Recognising the confrontational nature of the historical avant-garde, Dada, Surrealism, and so on, the neo-avant-garde is seen by a number of authors as a sort of ‘watered down version’ of the historical phenomenon. Because as the confrontational and ‘new’ gains acceptance and becomes institutionalised it loses its critical powers, as an example Duchamp’s (in)famous Urinal. “Silverberg claims that the neo-avant-garde’s challenge goes beyond the level of institutional critique to the more general level of ideology critique” (p. 11).

The nature of the avant-garde, neo or historical, is to question the accepted status quo of literature and art, produce works which ‘shock’ the public and critics, challenge the validity of authorship, and reject the commodification of their creations.

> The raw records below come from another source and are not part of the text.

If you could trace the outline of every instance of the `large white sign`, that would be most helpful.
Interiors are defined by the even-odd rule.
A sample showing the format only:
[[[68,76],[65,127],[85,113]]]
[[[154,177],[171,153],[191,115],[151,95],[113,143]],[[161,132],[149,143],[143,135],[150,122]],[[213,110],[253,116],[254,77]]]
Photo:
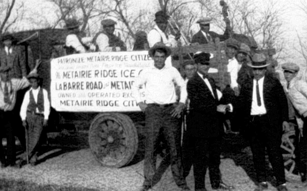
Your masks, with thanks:
[[[51,61],[51,105],[61,112],[140,111],[135,79],[154,61],[147,51],[72,54]],[[166,61],[171,65],[170,57]],[[145,99],[144,92],[141,95]]]

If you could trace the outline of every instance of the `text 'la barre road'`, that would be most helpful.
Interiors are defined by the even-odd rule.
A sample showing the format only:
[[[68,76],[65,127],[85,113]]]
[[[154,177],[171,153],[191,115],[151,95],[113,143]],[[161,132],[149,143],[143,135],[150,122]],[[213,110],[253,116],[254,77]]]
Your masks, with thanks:
[[[134,81],[111,81],[111,90],[131,90]],[[102,90],[106,89],[109,85],[102,81],[72,81],[55,83],[56,90]]]

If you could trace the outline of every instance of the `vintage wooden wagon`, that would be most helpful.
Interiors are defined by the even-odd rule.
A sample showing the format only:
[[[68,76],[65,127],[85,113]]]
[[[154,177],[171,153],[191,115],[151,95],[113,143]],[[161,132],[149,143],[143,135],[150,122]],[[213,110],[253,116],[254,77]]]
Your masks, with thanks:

These concerns are discussed in detail throughout the book. As an example of this, in my opinion, clear-headed critique, Jan Baetens in his chapter In Praise of Hybrid Purity: Nomadism and Pierre Joris states, “On the one hand, it is definitely non-nomadic to try to exert too tight a control on the way text will be read. On the other hand, however, only the initial understanding of the text will allow the reader to continue beyond where the author and text cease” (p. 117). This to me is a very important point to understand!

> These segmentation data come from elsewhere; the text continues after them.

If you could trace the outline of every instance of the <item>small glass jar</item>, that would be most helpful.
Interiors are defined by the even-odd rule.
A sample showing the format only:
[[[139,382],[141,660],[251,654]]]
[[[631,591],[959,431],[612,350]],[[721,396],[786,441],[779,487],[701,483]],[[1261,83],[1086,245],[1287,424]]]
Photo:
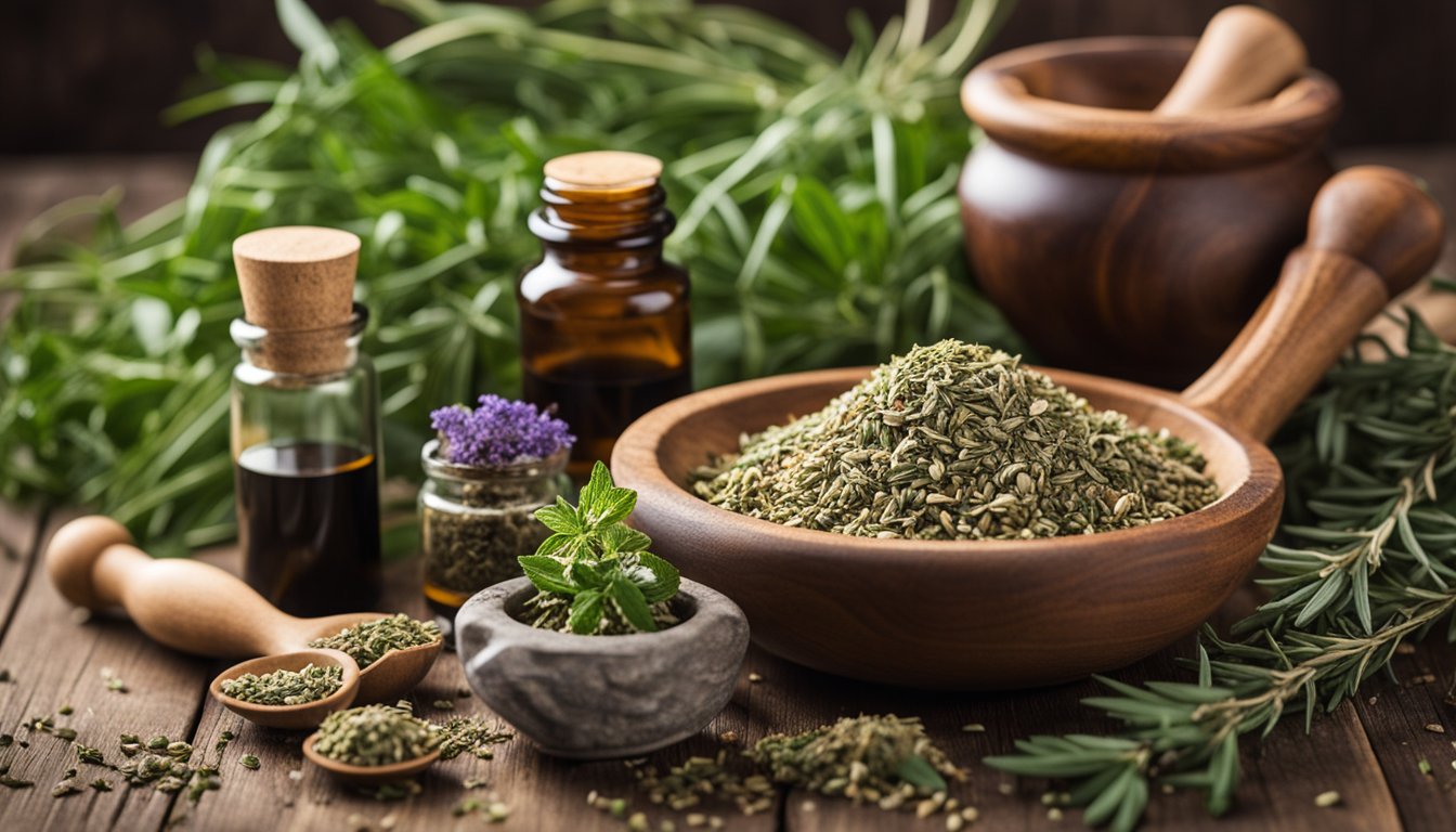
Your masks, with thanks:
[[[243,576],[290,615],[373,609],[380,597],[379,383],[347,323],[233,341],[232,446]]]
[[[425,485],[419,490],[425,600],[446,643],[453,644],[454,615],[472,594],[521,576],[515,558],[536,552],[550,529],[536,510],[571,487],[569,452],[501,466],[454,465],[441,459],[440,440],[419,453]]]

The book seems to provide a balanced approach to the discussion of just what was the historical avant-garde, what validity, if any, did the neo-avant-garde have, especially throughout the “long-sixties”, and the difference between new experimental art and literature and a true neo-avant-garde?

This latter point is brilliantly analysed by Gaëlle Thëval in Chapter 7 Sound Poetry in France: A Neo-Avant-Garde? “The sound poet thus associates the avant-garde not only with the idea of a group, which he [sic] places in opposition to freedom, but also with the ‘ideology of progress’ and the presumption of originality (Foster 1996; 5), with the ideology of the tabula rasa and of leaving behind” (p. 151).

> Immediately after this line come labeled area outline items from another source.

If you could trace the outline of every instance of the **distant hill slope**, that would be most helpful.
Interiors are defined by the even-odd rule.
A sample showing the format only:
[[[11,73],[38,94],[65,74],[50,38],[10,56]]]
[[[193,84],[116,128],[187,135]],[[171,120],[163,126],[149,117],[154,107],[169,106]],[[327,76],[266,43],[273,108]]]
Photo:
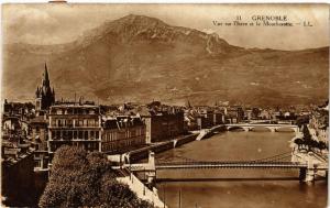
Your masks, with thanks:
[[[47,62],[57,98],[295,105],[328,98],[329,51],[245,50],[217,34],[128,15],[63,45],[4,45],[3,89],[33,99]]]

Then taking a different approach to this analysis we note, “Hence, for both critiques [sic] and artists, the point is no longer to reflect on the ‘successes’ or ‘failures’ of the avant-gardes, nor to construe the ‘novel’ as the only viable currency for poetic practice. Although those practices seem to reinstate the avant-garde notion that each new generation is a new ‘rupture’, the issue is to neither idealise the past (or to regain the prestige) nor to re-enact the postures of the avant-gardes, but to be in the hic and nunc” (p. 309).

I have a couple of minor criticisms of this book. Firstly, with the lack of examples of the literature being discussed; some chapters go on and on without one example of the actual poetry or prose being presented. Perhaps these could have been included in an Appendix, one exception to this is Chapter 13. Secondly, as a brief history of the neo-avant-garde, the book is highly successful, but the relevance of the neo-avant-garde to the first decades of the 21st century is highly questionable. That is, there appears to be no boundaries, no institutionalisation of art now, what is new and a ‘shock’ is now highly transient –“here today gone tomorrow”.

It seems that in the long sixties the “anything goes” concept was not valid, artists and writers challenged the status quo for sure but with a definite purpose, but now anything does go, critics and the public are well over shock values for shock value sake. The present state of much contemporary art and literature, not of a traditional nature, is caught up in the hopelessness of postmodern nihilism.

This is an interesting, challenging, and stimulating book.